Divorces, Horses, and So On

Paula Zahn's friends say she wanted to stay in the Fifth Avenue apartment she shares with soon-to-be ex-husband Richard Cohen for the sake of their kids, but he made it too difficult. Lou Dobbs's daughter Hillary won the Open Jumper Class (and $7,500) at the Hampton Classic Horse Show. (Soon-to-be-mom Kelly Klein also rode there.) Heather Mills has racked up a number of parking tickets in her Bentley convertible in East Hampton. NYU's school newspaper went out of its way to point out that people use the campus library to commit suicide and hook up on Craigslist.

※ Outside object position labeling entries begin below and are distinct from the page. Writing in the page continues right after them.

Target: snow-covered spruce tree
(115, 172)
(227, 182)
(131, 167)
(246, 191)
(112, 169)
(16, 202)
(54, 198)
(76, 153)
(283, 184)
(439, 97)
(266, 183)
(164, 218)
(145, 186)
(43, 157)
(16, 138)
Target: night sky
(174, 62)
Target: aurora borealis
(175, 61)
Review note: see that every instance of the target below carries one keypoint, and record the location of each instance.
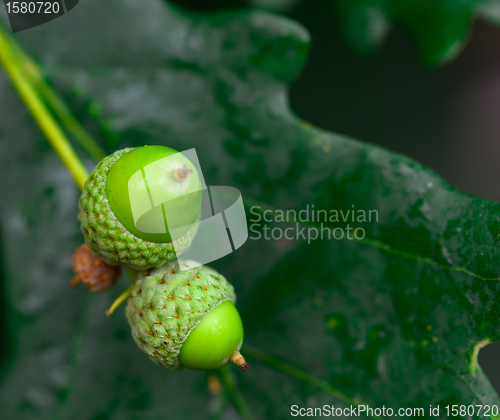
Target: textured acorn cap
(167, 304)
(108, 238)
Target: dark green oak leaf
(395, 319)
(439, 28)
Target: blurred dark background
(446, 118)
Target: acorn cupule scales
(107, 237)
(180, 318)
(167, 304)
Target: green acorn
(110, 227)
(186, 318)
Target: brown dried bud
(95, 274)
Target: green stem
(288, 369)
(233, 392)
(58, 106)
(42, 116)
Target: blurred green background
(445, 118)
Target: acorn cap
(167, 304)
(106, 236)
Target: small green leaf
(393, 318)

Larry David doesn't like fund-raisers on yachts in Martha's Vineyard. Courtney Love is blaming ex-boyfriend Steve Coogan for Owen Wilson's attempted suicide, and now Coogan is worried about his career prospects. The New York Times has a clear anti-Yankees bias, "Page Six" says.

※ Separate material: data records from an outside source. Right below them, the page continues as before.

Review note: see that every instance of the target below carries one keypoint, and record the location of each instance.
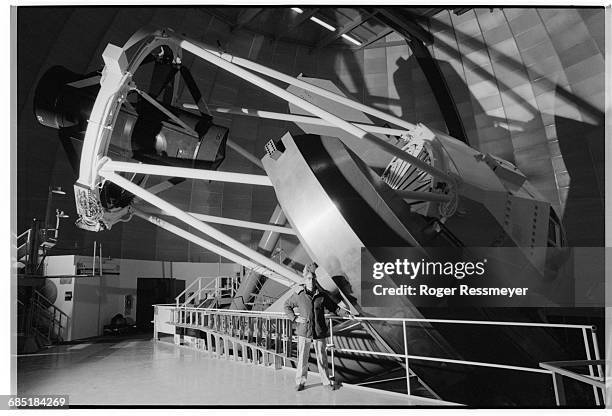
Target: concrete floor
(143, 372)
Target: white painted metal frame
(116, 82)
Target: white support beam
(199, 225)
(250, 112)
(245, 63)
(233, 222)
(226, 62)
(211, 246)
(207, 175)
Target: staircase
(40, 324)
(208, 292)
(266, 338)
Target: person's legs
(319, 345)
(302, 364)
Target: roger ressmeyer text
(435, 271)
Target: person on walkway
(311, 302)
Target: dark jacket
(312, 309)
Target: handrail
(449, 321)
(213, 280)
(42, 310)
(405, 357)
(50, 304)
(555, 367)
(24, 233)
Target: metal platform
(142, 372)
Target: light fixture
(322, 23)
(350, 39)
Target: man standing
(311, 303)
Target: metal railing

Breaking: Lohans Not Best Parents

Lindsay Lohan's bodyguard claims Dina and Michael weren't the best parents. Maria Bartiromo pissed off PETA by posing in a Michael Kors coat with fox-fur cuffs. The Box smelled like burnt hair for two hours after a patron's hair caught on fire. Jay McCarroll's friend says he has an Upper West Side apartment, contrary to what the designer told New York. Katie Couric belted out "Sweet Caroline" at a piano bar in Nantucket. Harvey Weinstein picked Clint Eastwood to compose the score for John Cusack's new movie. City comptroller Bill Thompson says he was able to buy an apartment in Brooklyn shortly after graduating college in 1974, but his daughter couldn't even afford to rent one. Chris Noth will be in the Sex and the City movie.

Paul Sorvino Is Full of Crap

A waste-hauling company dumped 60 cubic yards of horse manure onto Paul Sorvino's Pennsylvania driveway after he and his daughter disputed a bill. The feud between Sarah Jessica Parker and Kim Cattrall ended after Cattrall sent Parker flowers. Suge Knight bit Kevin Connolly's finger during a playful wrestling match after the ESPYs. Steve Martin is marrying Vogue writer Anne Stringfield. An upcoming documentary will allegedly "out" twenty gay Broadway actors and dancers who are trying to cure their homosexuality by attending underground support groups. A resident of Katonah has recorded an anti–Martha Stewart tune on YouTube in response to her effort to trademark the town's name for a line of furniture. CSI star Gary Dourdan assaulted a photographer, broke his camera, and then sped off on a motorcycle outside a West Hollywood club. Spencer Tunick — a.k.a. that guy who takes photos of large crowds of naked people — is planning a shoot in the Swiss Alps to raise awareness for global warming. David Duchovny likes Barry Manilow.

Free Heather Mills's Leg!

20070329heathermills_sm.jpg
We've been gripped lately with a harrowing fascination that shames us to the core. Someone we love to hate has given us something we love to love, and the resulting struggle to reconcile the contradiction has left us feeling a little, well, dirty. We're referring, of course, to our dark obsession with Heather Mills's fake leg.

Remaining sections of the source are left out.